Abel no le dijo que tenía 3 territorios ya que había 3 humanos de aspecto extraño detrás de él. Deberían ser los dracónidos.

—Aquí tienes los sirvientes que te he traído. ¡Cuidarán bien de tu nido! —el Dragón Dorado Kemble notó que Abel miraba a los dracónidos detrás de él y sonrió.

Esos dracónidos eran un poco diferentes de lo que Abel imaginó inicialmente. Sus rostros y cuerpos se veían exactamente como humanos normales, pero su piel tenía un tono azul, y tenían alas que salían de sus espaldas.

Si el Dragón Dorado Kemble no le hubiera explicado a Abel, Abel habría pensado que eran demonios del infierno.

—¡Adelante! —Abel inclinó la cabeza.

Abel y el dragón dorado Kemble volaron hacia dentro, y los dracónidos los siguieron.

Como eran bastante poderosos, todos habían dominado el poder de la ley. Dominarían el rango intermedio en los continentes, pero solo podían ser sirvientes en el mundo de los dragones.
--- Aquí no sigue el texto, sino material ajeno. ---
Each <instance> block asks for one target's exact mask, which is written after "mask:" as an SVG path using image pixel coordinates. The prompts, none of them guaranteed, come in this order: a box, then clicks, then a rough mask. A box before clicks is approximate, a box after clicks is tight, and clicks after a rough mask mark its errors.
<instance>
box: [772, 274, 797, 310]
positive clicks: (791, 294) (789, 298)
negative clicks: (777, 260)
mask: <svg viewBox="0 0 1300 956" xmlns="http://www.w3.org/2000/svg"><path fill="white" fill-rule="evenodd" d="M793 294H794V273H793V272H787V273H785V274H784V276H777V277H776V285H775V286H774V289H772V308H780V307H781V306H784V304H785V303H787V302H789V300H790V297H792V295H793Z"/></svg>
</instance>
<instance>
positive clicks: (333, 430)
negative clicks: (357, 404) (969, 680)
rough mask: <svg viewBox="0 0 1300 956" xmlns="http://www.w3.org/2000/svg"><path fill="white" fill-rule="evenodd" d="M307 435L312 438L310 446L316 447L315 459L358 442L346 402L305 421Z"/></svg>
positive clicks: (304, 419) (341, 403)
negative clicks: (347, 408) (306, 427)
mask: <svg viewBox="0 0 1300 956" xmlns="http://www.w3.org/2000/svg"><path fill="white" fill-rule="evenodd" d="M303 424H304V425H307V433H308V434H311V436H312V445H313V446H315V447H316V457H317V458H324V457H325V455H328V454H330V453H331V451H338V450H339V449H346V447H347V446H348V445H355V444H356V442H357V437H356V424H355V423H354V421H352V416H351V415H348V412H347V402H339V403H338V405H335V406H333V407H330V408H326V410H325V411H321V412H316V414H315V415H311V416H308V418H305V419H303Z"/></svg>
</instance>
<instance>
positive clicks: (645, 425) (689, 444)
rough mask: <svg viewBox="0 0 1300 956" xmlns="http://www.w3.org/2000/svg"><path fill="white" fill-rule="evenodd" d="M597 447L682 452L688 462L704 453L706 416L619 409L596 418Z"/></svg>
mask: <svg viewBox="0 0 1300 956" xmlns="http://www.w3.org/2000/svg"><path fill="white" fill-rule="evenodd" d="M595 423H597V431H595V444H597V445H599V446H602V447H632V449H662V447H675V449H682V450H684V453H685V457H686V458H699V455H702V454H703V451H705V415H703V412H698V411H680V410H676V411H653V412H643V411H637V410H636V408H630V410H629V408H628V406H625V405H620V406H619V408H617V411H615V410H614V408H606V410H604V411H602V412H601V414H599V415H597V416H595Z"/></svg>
—Hermano Abel, los dracónidos que te he traído son los que tienen sangre de dragón azul, ¡tal vez debería traerte algunos con sangre de dragón dorado! —el Dragón Dorado Kemble sacudió la cabeza.

Pensaron que Abel era un dragón azul, pero después de ver que Abel tenía territorio de relámpago, tal vez debería traerle algunos sirvientes con sangre de dragón dorado en su lugar.
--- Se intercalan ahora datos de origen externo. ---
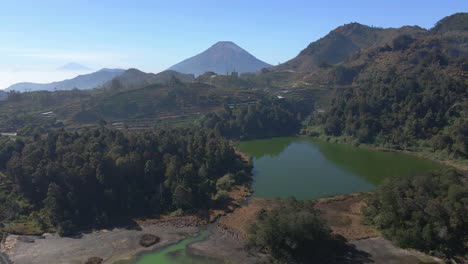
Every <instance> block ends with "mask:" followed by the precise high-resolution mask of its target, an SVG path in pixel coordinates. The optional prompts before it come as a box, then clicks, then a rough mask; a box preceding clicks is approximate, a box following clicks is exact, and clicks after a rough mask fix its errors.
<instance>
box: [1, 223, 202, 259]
mask: <svg viewBox="0 0 468 264" xmlns="http://www.w3.org/2000/svg"><path fill="white" fill-rule="evenodd" d="M196 232H198V228H197V227H176V226H173V225H171V224H167V223H164V224H163V223H161V224H156V225H150V226H143V227H142V230H141V231H137V230H126V229H114V230H111V231H97V232H93V233H90V234H84V235H83V237H82V238H76V239H75V238H65V237H59V236H58V235H52V234H47V235H45V238H44V239H34V242H33V243H28V242H22V241H21V239H18V236H13V235H12V236H9V237H8V238H7V241H6V242H5V244H4V252H6V253H7V254H8V256H9V257H10V259H11V260H12V261H13V263H15V264H23V263H24V264H44V263H48V264H53V263H64V264H65V263H69V264H75V263H76V264H78V263H80V264H82V263H85V262H86V260H87V259H88V258H90V257H101V258H103V259H104V263H113V262H114V261H117V260H122V259H126V258H131V257H132V256H134V255H136V254H138V253H141V252H143V251H146V250H154V249H157V248H160V247H164V246H166V245H169V244H172V243H176V242H177V241H179V240H182V239H184V238H185V237H186V235H188V234H194V233H196ZM146 233H149V234H154V235H157V236H159V237H160V238H161V241H160V242H159V243H157V244H156V245H155V246H153V247H149V248H143V247H142V246H140V245H139V240H140V238H141V236H142V235H143V234H146Z"/></svg>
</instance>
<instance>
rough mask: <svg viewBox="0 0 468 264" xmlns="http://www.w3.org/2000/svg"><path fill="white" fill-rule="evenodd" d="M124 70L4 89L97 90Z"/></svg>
mask: <svg viewBox="0 0 468 264" xmlns="http://www.w3.org/2000/svg"><path fill="white" fill-rule="evenodd" d="M123 72H124V70H119V69H102V70H99V71H97V72H93V73H89V74H83V75H78V76H76V77H75V78H73V79H68V80H63V81H57V82H52V83H26V82H22V83H17V84H13V85H11V86H10V87H8V88H7V89H6V91H13V90H14V91H18V92H30V91H55V90H72V89H74V88H77V89H80V90H85V89H93V88H97V87H99V86H101V85H103V84H105V83H106V82H108V81H109V80H112V79H113V78H115V77H117V76H119V75H120V74H122V73H123Z"/></svg>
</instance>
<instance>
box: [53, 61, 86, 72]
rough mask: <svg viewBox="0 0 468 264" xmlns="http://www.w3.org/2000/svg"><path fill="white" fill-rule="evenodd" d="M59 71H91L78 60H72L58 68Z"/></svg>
mask: <svg viewBox="0 0 468 264" xmlns="http://www.w3.org/2000/svg"><path fill="white" fill-rule="evenodd" d="M58 70H59V71H91V69H90V68H88V67H86V66H83V65H81V64H79V63H76V62H70V63H67V64H65V65H63V66H62V67H60V68H58Z"/></svg>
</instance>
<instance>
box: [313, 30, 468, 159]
mask: <svg viewBox="0 0 468 264" xmlns="http://www.w3.org/2000/svg"><path fill="white" fill-rule="evenodd" d="M466 41H467V38H466V36H465V35H462V34H460V35H449V34H447V35H443V36H428V37H426V38H423V39H419V40H416V39H413V38H411V37H410V36H405V35H403V36H400V37H398V38H396V39H395V40H394V41H393V43H392V45H391V46H389V45H387V46H385V47H381V48H377V49H373V50H367V51H363V52H361V53H360V54H357V55H355V56H354V57H353V58H350V59H349V60H348V62H347V63H345V64H343V65H340V66H337V67H336V70H335V75H334V76H335V82H337V83H339V84H347V85H351V87H346V88H341V89H338V90H337V91H336V93H335V96H334V98H333V100H332V102H331V106H330V107H329V110H328V111H327V112H326V113H319V114H316V115H314V116H313V118H312V119H311V121H310V124H311V125H315V126H317V125H318V126H321V127H322V128H323V131H324V132H325V134H327V135H331V136H351V137H353V138H355V139H356V140H357V141H358V142H361V143H372V144H378V145H382V146H385V147H390V148H396V149H411V148H413V149H414V148H425V149H430V150H432V151H440V152H443V153H445V154H447V155H450V156H453V157H462V158H466V157H468V121H467V120H468V119H467V109H468V103H467V101H466V98H468V90H467V87H468V83H467V79H466V78H465V74H466V71H467V70H468V68H467V65H468V64H467V63H468V62H467V61H466V56H464V55H463V54H464V53H465V52H466V51H464V50H461V48H460V47H463V45H462V44H463V43H466Z"/></svg>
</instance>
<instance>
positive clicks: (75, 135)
mask: <svg viewBox="0 0 468 264" xmlns="http://www.w3.org/2000/svg"><path fill="white" fill-rule="evenodd" d="M0 170H1V171H4V172H5V173H4V175H3V174H0V176H2V177H1V180H2V181H1V182H2V186H3V185H9V186H10V187H9V191H8V192H3V193H2V195H0V199H2V201H1V202H0V204H1V205H0V206H1V207H2V208H1V213H0V217H1V219H0V220H5V219H8V220H14V219H17V218H18V217H21V216H25V215H29V216H31V217H32V218H33V219H34V220H35V221H37V222H38V224H39V225H40V226H41V227H42V228H43V229H50V228H55V229H56V230H58V231H59V233H61V234H68V233H69V232H71V231H73V230H75V229H77V228H83V227H90V226H96V225H97V226H99V225H108V224H111V223H113V221H114V220H115V219H120V218H129V217H133V216H139V215H150V214H159V213H165V212H172V211H174V210H181V211H188V212H190V211H197V210H198V209H206V208H209V207H210V206H212V205H213V203H214V202H216V201H213V200H214V199H215V198H216V197H217V196H220V195H219V193H218V192H221V194H223V193H222V192H225V191H226V190H225V189H226V188H224V187H223V186H225V185H226V183H229V184H232V183H233V182H237V183H240V182H245V181H248V180H249V179H250V176H249V175H250V171H251V167H250V165H249V164H246V163H244V162H243V161H242V160H241V159H240V157H238V156H237V155H236V153H235V152H234V149H233V148H232V147H231V146H230V145H229V143H228V142H227V141H226V140H224V139H223V138H221V137H219V136H217V135H216V133H214V132H211V131H209V130H200V129H169V128H167V129H155V130H147V131H144V132H141V133H126V132H121V131H118V130H111V129H107V128H105V127H102V128H101V129H96V130H87V131H83V132H80V133H77V132H67V131H65V130H59V131H50V132H49V133H48V134H47V135H44V136H39V135H37V136H35V137H34V138H31V139H30V140H29V139H28V140H25V141H21V140H16V141H8V140H7V141H4V142H3V143H2V144H1V145H0ZM218 181H219V182H218Z"/></svg>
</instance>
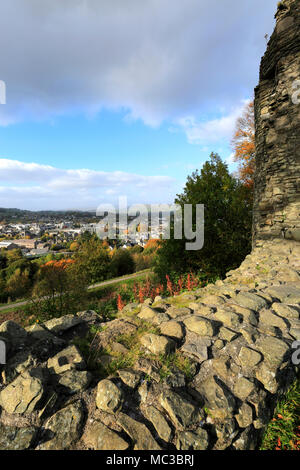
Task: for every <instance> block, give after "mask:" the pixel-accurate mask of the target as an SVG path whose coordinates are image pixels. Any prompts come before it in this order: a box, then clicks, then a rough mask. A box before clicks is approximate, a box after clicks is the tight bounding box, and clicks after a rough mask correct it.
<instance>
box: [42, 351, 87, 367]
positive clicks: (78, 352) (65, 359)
mask: <svg viewBox="0 0 300 470" xmlns="http://www.w3.org/2000/svg"><path fill="white" fill-rule="evenodd" d="M47 367H48V369H49V371H50V372H51V373H55V374H62V373H63V372H66V371H68V370H72V369H78V370H82V369H84V368H85V367H86V364H85V360H84V359H83V357H82V355H81V353H80V352H79V350H78V349H77V347H76V346H74V345H71V346H68V347H67V348H65V349H63V350H62V351H60V352H59V353H58V354H56V355H55V356H53V357H51V358H50V359H48V362H47Z"/></svg>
—No te preocupes. No me quedaré aquí a menudo de todos modos. ¡3 sirvientes están bien! —Abel dijo sin poder evitarlo.

Después de que el Dragón Dorado Kemble dejara a los dracónidos, se fue para que Abel continuara su entrenamiento.
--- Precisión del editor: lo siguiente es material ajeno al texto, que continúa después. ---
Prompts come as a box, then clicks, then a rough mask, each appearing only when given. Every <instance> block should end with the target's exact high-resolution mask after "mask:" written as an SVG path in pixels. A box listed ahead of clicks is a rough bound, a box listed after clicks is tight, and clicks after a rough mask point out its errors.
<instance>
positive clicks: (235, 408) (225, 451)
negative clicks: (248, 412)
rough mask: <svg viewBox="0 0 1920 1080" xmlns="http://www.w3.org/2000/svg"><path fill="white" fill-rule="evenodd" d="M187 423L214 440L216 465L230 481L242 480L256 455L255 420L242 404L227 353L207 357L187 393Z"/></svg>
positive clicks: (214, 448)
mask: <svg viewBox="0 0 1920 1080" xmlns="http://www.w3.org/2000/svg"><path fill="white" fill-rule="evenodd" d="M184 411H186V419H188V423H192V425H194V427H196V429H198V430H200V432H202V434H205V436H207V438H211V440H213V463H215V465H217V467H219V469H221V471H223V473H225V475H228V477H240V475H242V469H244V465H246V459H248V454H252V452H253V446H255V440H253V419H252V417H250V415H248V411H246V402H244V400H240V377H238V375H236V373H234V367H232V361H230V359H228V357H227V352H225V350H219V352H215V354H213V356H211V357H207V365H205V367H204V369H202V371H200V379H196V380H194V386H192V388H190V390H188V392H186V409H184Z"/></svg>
—Pueden quedarse aquí por ahora y usar cualquier cosa alrededor para su entrenamiento. ¡También les enviaré algunos recursos de vez en cuando! —Abel bajó la voz respetuosamente.

—¡Sí, maestro! —los 3 dracónidos se inclinaron con emoción.

Era raro que un dragón permitiera a sus sirvientes entrenar en su nido. Solo con mirar esos hielos eternos era suficiente para acelerar su entrenamiento, y mucho menos los recursos que Abel pronto les proporcionaría.